Overriding the index
View
To override the index
view provided by the OasRails engine, follow these steps:
-
Create the Override View File: In your host application, create a new file at the path
app/views/oas_rails/oas_rails/index.html.erb
. If the directories do not exist, you will need to create them. -
Customize the View: Open the newly created
index.html.erb
file and add your custom HTML and ERB code to display the OAS as desired. You can refer to the source code of this project for guidance.
Using the Custom View
Once the custom view file is in place, Rails will automatically use it instead of the view provided by the OasRails engine. This allows you to fully customize the presentation of the OAS without modifying the engine's code.
Contributing
Contributions are what make the open source community such an amazing place to learn, inspire, and create. Any contributions you make are greatly appreciated. If you have a suggestion that would make this better, please fork the repo and create a pull request. You can also simply open an issue with the tag "enhancement". Don't forget to give the project a star⭐! Thanks again!
- Fork the Project
- Create your Feature Branch (
git checkout -b feature/AmazingFeature
) - Commit your Changes (
git commit -m 'Add some AmazingFeature'
) - Push to the Branch (
git push origin feature/AmazingFeature
) - Open a Pull Request
Roadmap and Ideas for Improvement
- Clean, document and structure the code
- Support documentation of authentication methods
- Define Global Tags/Configuration (e.g., common responses like 404 errors)

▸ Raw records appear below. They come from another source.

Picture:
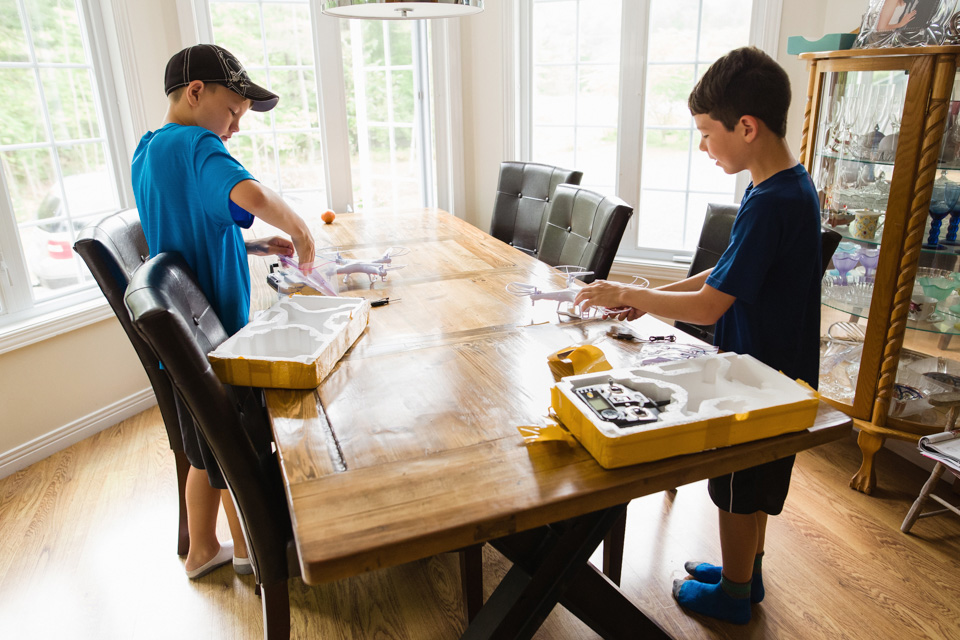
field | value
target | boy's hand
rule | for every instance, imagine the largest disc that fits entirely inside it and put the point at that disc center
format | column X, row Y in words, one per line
column 608, row 295
column 274, row 246
column 305, row 250
column 624, row 313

- Post-process the JSON and replace common objects with references to components
- Create a temporary file with the JSON in production mode to avoid rebuilding it on every request
- Create tags for popular gems used in APIs (e.g., a
@pagy
tag for common pagination parameters) - Add basic authentication to OAS and UI for security reasons (Solution documented, not need to be managed by the engine)
- Implement ability to define OAS by namespaces (e.g., generate OAS for specific routes like
/api
or separate versions V1 and V2)
License
The gem is available as open source under the terms of the GPL-3.0.